La Cité de Dieu (Augustin)/Livre I/Chapitre VI

La Cité de Dieu
Texte établi par RaulxL. Guérin & Cie (Œuvres complètes de Saint Augustin, tome XIIIp. 4-5).
CHAPITRE VI.
LES ROMAINS EUX-MÊMES, QUAND ILS PRENAIENT UNE VILLE D’ASSAUT, N’AVAIENT POINT COUTUME DE FAIRE GRACE AUX VAINCUS RÉFUGIÉS DANS LES TEMPLES DES DIEUX.

Laissons donc de côté cette infinité de peuples qui se sont fait la guerre et n’ont jamais épargné les vaincus qui se sauvaient dans les temples de leurs dieux : parlons des Romains, de ces Romains dont le plus magnifique éloge est renfermé dans le vers fameux du poëte :

« Tu sais pardonner aux humbles et dompter les superbes ».
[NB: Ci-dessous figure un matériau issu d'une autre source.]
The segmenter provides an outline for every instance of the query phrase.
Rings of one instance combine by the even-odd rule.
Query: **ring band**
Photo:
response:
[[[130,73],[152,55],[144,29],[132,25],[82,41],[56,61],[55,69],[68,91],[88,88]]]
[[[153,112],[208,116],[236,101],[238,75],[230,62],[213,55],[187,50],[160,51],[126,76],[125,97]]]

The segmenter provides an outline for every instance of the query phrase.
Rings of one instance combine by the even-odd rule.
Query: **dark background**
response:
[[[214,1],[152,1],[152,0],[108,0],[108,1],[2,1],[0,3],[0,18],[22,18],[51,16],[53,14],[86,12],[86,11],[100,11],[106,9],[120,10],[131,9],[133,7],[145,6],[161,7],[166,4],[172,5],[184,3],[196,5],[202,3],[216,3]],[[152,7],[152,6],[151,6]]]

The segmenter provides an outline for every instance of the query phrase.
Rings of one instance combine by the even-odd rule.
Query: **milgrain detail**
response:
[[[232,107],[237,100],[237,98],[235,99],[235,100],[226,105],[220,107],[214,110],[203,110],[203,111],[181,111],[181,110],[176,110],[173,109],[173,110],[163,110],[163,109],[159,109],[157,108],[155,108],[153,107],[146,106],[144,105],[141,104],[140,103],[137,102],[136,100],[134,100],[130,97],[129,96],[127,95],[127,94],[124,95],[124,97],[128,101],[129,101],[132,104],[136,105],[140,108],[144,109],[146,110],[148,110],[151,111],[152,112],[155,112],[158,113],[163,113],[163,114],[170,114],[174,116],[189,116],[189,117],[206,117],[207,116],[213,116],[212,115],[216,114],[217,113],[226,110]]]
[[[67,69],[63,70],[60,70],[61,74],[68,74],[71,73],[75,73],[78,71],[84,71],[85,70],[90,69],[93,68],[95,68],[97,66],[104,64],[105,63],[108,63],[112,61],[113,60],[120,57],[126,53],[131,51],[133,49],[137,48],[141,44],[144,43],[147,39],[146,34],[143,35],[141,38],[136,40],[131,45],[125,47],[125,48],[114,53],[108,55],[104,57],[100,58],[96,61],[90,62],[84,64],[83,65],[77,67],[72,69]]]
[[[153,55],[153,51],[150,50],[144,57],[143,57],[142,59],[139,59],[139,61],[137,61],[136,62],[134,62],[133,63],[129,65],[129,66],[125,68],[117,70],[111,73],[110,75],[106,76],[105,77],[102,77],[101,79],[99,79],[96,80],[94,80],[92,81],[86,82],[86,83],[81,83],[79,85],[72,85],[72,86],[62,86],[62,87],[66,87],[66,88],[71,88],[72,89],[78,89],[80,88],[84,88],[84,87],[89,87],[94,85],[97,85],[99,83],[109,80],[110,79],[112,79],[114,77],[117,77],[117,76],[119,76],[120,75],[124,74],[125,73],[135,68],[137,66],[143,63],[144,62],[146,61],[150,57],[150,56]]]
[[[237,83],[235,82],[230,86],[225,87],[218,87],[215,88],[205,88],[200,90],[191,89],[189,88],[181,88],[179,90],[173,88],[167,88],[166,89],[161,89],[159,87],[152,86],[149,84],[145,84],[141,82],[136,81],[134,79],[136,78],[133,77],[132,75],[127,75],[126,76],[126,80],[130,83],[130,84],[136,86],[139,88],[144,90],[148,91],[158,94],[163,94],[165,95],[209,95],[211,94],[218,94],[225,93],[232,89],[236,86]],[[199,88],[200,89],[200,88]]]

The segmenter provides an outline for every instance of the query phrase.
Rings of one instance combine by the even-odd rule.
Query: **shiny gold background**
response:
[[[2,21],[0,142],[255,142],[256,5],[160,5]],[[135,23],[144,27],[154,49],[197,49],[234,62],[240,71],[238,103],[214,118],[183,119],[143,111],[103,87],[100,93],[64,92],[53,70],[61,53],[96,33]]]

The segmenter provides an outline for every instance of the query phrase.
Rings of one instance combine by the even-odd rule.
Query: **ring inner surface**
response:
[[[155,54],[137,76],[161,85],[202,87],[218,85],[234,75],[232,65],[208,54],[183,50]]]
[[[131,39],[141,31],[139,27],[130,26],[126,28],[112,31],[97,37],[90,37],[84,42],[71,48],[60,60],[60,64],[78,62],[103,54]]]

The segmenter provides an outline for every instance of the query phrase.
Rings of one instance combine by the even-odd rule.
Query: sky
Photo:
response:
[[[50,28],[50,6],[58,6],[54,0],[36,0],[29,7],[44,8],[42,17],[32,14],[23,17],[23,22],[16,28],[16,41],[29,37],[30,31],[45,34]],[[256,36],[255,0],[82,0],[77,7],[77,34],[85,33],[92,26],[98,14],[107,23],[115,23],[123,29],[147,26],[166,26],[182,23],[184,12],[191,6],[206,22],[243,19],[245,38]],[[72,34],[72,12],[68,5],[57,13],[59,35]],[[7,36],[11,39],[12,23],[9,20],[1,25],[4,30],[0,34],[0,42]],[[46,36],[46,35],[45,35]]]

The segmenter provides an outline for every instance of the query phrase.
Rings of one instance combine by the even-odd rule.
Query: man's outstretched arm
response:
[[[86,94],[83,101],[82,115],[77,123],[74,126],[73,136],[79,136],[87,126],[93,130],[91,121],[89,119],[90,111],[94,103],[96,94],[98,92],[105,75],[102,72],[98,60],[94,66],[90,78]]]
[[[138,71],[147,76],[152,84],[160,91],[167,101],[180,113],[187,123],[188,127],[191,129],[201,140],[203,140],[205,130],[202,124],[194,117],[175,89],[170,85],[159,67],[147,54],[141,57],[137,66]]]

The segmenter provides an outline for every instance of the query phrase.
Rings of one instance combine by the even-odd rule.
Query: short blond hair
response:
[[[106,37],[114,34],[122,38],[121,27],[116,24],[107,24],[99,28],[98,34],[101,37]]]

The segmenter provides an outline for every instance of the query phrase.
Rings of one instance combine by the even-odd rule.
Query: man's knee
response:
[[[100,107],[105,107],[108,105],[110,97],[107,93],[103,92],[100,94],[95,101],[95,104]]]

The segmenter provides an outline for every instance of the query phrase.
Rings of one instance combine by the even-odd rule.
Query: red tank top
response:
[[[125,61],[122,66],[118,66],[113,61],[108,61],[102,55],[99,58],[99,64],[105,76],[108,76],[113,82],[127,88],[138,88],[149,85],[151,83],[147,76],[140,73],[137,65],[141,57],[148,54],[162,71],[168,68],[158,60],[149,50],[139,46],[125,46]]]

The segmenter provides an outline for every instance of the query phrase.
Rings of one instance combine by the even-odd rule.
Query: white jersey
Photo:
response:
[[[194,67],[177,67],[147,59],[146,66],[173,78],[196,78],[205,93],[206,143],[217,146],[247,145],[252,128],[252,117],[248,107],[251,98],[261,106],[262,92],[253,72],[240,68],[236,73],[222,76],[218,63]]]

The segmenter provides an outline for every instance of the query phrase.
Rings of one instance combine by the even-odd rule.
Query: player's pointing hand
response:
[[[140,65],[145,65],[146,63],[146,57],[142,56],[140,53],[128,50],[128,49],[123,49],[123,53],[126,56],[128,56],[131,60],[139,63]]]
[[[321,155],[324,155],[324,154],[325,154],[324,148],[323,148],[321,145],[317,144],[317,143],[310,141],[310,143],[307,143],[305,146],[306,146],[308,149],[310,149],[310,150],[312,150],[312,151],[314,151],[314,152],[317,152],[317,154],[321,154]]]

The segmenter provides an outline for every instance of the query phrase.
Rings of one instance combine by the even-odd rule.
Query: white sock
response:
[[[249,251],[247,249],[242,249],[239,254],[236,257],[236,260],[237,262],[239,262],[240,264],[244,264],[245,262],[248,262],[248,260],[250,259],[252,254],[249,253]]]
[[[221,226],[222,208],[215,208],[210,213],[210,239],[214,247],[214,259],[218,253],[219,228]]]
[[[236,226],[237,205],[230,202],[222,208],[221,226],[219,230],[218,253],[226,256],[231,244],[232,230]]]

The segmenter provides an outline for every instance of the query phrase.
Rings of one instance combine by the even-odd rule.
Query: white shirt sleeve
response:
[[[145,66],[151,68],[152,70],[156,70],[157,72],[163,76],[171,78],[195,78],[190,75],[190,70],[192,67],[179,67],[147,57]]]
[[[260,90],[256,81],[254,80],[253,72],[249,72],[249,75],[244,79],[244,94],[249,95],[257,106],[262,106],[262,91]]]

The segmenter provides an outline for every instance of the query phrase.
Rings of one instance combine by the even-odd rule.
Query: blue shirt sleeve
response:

Considérons ce peuple à qui un auteur a rendu ce témoignage, qu’il aimait mieux pardonner une injure que d’en tirer vengeance[1]. Quand ils ont pris et saccagé tant de grandes villes pour étendre leur domination, qu’on nous dise quels temples ils avaient coutume d’excepter pour servir d’asile aux vaincus. S’ils en avaient usé de la sorte, est-ce que leurs historiens en auraient fait mystère ? Mais quelle apparence que des écrivains qui cherchaient avidement l’occasion de louer les Romains eussent passé sous silence des marques si éclatantes et à leurs yeux si admirables de respect envers leurs dieux ! Marcus Marcellus, l’honneur du nom romain, qui prit la célèbre ville de Syracuse, la pleura, dit-on, avant de la saccager, et répandit des larmes pour elle avant que de répandre le sang de ses habitants[2]. Il fit plus : persuadé que les lois de la pudeur doivent être respectées même à l’égard d’un ennemi, il donna l’ordre avant l’assaut de ne violer aucune personne libre. La ville néanmoins fut saccagée avec toutes les horreurs de la guerre, et l’on ne lit nulle part qu’un capitaine si chaste et si clément ait commandé que ceux qui se réfugieraient dans tel ou tel temple eussent la vie sauve. Et certes, si un pareil commandement eût été donné, les historiens ne l’auraient point passé sous silence, eux qui n’ont oublié ni les larmes de Marcellus, ni ses ordres pour protéger la chasteté. Fabius[3] le vainqueur de Tarente, est loué pour s’être abstenu de toucher aux images des dieux. Un de ses secrétaires lui ayant demandé ce qu’il fallait faire d’un grand nombre de statues tombées sous la main des vainqueurs, il fit une réponse dont la modération est relevée de fine ironie. « Comment sont-elles ? » demanda-t-il. Et sur la réponse qu’on lui fit, qu’elles étaient fort grandes et même armées : « Laissons, dit-il, aux Tarentins leurs dieux irrités ». Puis donc que les historiens romains n’ont pas manqué de nous dire les larmes de celui-ci et le rire de celui-là, la chaste compassion du premier et la modération spirituelle du second, comment auraient-ils gardé le silence, si quelques généraux avaient ordonné de tel ou tel de leurs dieux que l’on ne fit dans son temple ni victimes ni prisonniers ?

  1. Salluste, Ibid., ch, 9.
  2. Voyez Tite-Live liv. xxv, ch. 24.
  3. Q. Fabius Maximus Verrucosus. Voyez Tite-Live, liv. xxvii, ch. 16 ; et Plutarque, Vie de Fabius, ch. 23.